The original Shatter was part of the first wave of digital-only releases for consoles, back in the PS3/Xbox 360 days, and we remember it as one of the best. And while the majority of games are digital-only these days, we were glad to see this little gem make a comeback well over a decade later with an updated version that retains all of the content and gameplay but adds a host of technical upgrades.
What Shatter did so well back in the way was reinvent a formula that was pioneered and popularized by games like Breakout and Arkanoid three to four decades ago: the brick breaker, where you use a paddle to bounce a ball up at a wall of bricks in order to break them down, while making sure said ball doesn’t pass by you and become lost.
Shatter lets you enjoy its gameplay through a handful of different modes, including support for two-player co-op gameplay. The star attraction is the game’s story mode though, which features 71 well designed levels that gradually introduce new brick types and behaviors, but most importantly they become very creative from a level design point of view. While many levels have a traditional Arkanoid-like layout, others have a rounded look and file, and every few levels you’ll run into an actual boss fight.

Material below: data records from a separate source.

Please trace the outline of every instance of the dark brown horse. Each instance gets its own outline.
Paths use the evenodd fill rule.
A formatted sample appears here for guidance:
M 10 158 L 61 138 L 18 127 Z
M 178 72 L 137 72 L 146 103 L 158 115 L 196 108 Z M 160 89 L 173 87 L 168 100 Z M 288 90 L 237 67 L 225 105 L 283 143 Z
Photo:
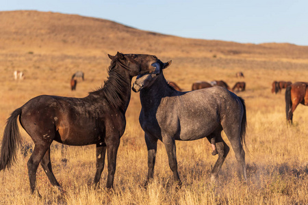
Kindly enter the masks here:
M 161 64 L 155 56 L 149 55 L 118 53 L 109 57 L 112 62 L 103 87 L 83 98 L 39 96 L 13 111 L 4 130 L 0 170 L 10 168 L 15 161 L 16 148 L 21 141 L 17 124 L 19 115 L 21 126 L 35 144 L 27 163 L 32 193 L 36 190 L 36 174 L 40 163 L 51 184 L 61 190 L 51 169 L 50 145 L 53 141 L 71 146 L 97 145 L 95 185 L 99 182 L 107 151 L 106 187 L 113 187 L 118 148 L 125 129 L 131 79 L 140 74 L 155 71 Z
M 77 80 L 72 79 L 70 81 L 70 89 L 72 90 L 76 90 L 76 85 L 77 85 Z
M 232 87 L 232 92 L 235 91 L 245 91 L 246 83 L 245 82 L 238 82 L 234 85 L 233 87 Z
M 177 85 L 175 82 L 170 81 L 168 83 L 169 85 L 172 86 L 173 88 L 175 88 L 177 91 L 182 91 L 182 90 L 179 87 L 179 85 Z
M 205 81 L 197 81 L 194 83 L 192 86 L 192 90 L 200 90 L 213 87 L 209 83 Z
M 285 90 L 285 112 L 289 123 L 292 124 L 293 113 L 300 103 L 308 105 L 308 83 L 296 82 Z

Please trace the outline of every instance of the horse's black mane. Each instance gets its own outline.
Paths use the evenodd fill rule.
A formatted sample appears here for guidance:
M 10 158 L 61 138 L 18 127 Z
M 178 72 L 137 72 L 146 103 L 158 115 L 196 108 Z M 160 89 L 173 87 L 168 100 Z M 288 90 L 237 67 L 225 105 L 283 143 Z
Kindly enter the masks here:
M 121 69 L 117 66 L 117 59 L 118 57 L 116 56 L 110 63 L 107 70 L 109 76 L 104 81 L 103 87 L 90 92 L 90 94 L 101 95 L 103 93 L 112 107 L 124 109 L 123 106 L 125 105 L 125 97 L 127 96 L 126 87 L 129 85 L 131 79 L 126 79 L 120 74 L 121 72 L 127 71 L 125 68 Z

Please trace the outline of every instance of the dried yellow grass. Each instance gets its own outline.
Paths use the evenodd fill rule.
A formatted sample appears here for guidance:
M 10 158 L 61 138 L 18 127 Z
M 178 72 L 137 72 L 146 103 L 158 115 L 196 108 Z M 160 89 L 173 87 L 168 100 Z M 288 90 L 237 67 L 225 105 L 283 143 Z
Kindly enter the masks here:
M 66 193 L 62 195 L 51 187 L 40 166 L 37 183 L 42 199 L 31 195 L 27 170 L 29 155 L 25 157 L 18 152 L 17 163 L 10 170 L 0 172 L 1 204 L 308 204 L 308 107 L 300 105 L 294 113 L 294 126 L 287 127 L 284 92 L 277 95 L 270 92 L 274 80 L 308 81 L 308 60 L 306 55 L 301 55 L 306 48 L 157 38 L 168 40 L 174 50 L 166 47 L 156 53 L 153 44 L 148 43 L 150 41 L 138 44 L 133 40 L 131 44 L 140 46 L 139 50 L 116 45 L 112 49 L 108 45 L 107 51 L 112 51 L 111 55 L 120 51 L 155 54 L 164 62 L 172 59 L 165 76 L 184 90 L 190 90 L 196 81 L 224 80 L 231 87 L 236 81 L 246 81 L 246 91 L 237 94 L 245 100 L 247 108 L 246 143 L 251 152 L 246 154 L 248 182 L 243 183 L 236 177 L 236 161 L 231 150 L 220 170 L 219 182 L 211 183 L 210 172 L 217 156 L 211 155 L 209 144 L 203 139 L 177 141 L 179 172 L 183 182 L 178 191 L 166 150 L 159 142 L 155 178 L 145 189 L 146 148 L 138 122 L 139 94 L 133 93 L 126 115 L 126 131 L 118 150 L 114 191 L 103 188 L 106 167 L 101 188 L 93 187 L 95 146 L 62 146 L 54 142 L 51 154 L 53 169 Z M 30 98 L 40 94 L 84 97 L 107 78 L 110 61 L 107 51 L 97 45 L 86 48 L 70 46 L 68 43 L 53 46 L 51 42 L 46 48 L 38 48 L 27 45 L 27 38 L 23 40 L 26 44 L 21 47 L 14 44 L 10 47 L 10 42 L 5 41 L 5 47 L 0 51 L 0 140 L 10 114 Z M 179 40 L 187 42 L 186 47 L 177 47 Z M 202 46 L 196 46 L 197 42 L 207 47 L 203 51 Z M 233 47 L 242 53 L 230 54 Z M 268 53 L 262 53 L 266 49 Z M 285 54 L 290 49 L 294 53 L 292 57 Z M 14 81 L 14 70 L 23 71 L 25 79 Z M 86 80 L 79 81 L 76 92 L 71 92 L 70 79 L 77 70 L 85 72 Z M 244 72 L 244 79 L 235 78 L 238 71 Z M 32 143 L 25 131 L 21 128 L 21 131 L 24 141 Z M 223 137 L 229 144 L 226 136 Z

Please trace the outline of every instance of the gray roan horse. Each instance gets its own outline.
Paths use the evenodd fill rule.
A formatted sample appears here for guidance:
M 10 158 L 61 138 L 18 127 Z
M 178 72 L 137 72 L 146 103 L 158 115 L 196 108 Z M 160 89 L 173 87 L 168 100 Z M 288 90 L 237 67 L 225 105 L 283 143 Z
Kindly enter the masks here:
M 160 67 L 167 68 L 171 62 Z M 153 177 L 157 140 L 165 146 L 170 168 L 175 180 L 181 184 L 177 172 L 175 140 L 190 141 L 207 137 L 216 139 L 218 159 L 211 173 L 215 181 L 229 151 L 221 136 L 224 130 L 239 163 L 238 171 L 245 180 L 245 144 L 246 127 L 244 100 L 221 87 L 191 92 L 179 92 L 169 86 L 162 70 L 139 75 L 133 90 L 140 92 L 142 109 L 139 122 L 144 131 L 148 149 L 148 176 Z
M 62 190 L 51 169 L 50 146 L 53 141 L 71 146 L 97 145 L 94 184 L 99 182 L 107 150 L 106 187 L 112 188 L 120 138 L 126 126 L 131 79 L 140 74 L 154 72 L 155 66 L 162 64 L 155 56 L 149 55 L 118 53 L 109 57 L 112 62 L 103 87 L 83 98 L 39 96 L 12 113 L 4 130 L 0 170 L 10 168 L 16 159 L 21 140 L 17 125 L 19 115 L 21 126 L 35 144 L 27 163 L 32 193 L 36 190 L 36 174 L 40 163 L 51 183 Z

Those boss fights are some of the most unique elements of Shatter, and require a careful approach – one that often includes using the game’s ‘suck’ and ‘blow’ mechanics, what essentially means that you can suck bricks towards you and blow them away. This doesn’t destroy them (and they can hurt you if they come too close), but it does turn them into useful projectile weapons if used well against a boss.
What made Shatter fun over a decade ago is still fun today, and it’s never looked and sounded better either. On the right set, the game now supports 4K resolutions running at 120 frames per second, with a soundtrack that’s been redone with support for 5.1 surround setups. Shatter managed to feel nostalgic and fresh at the same time, and at its price point it’s an easy recommendation.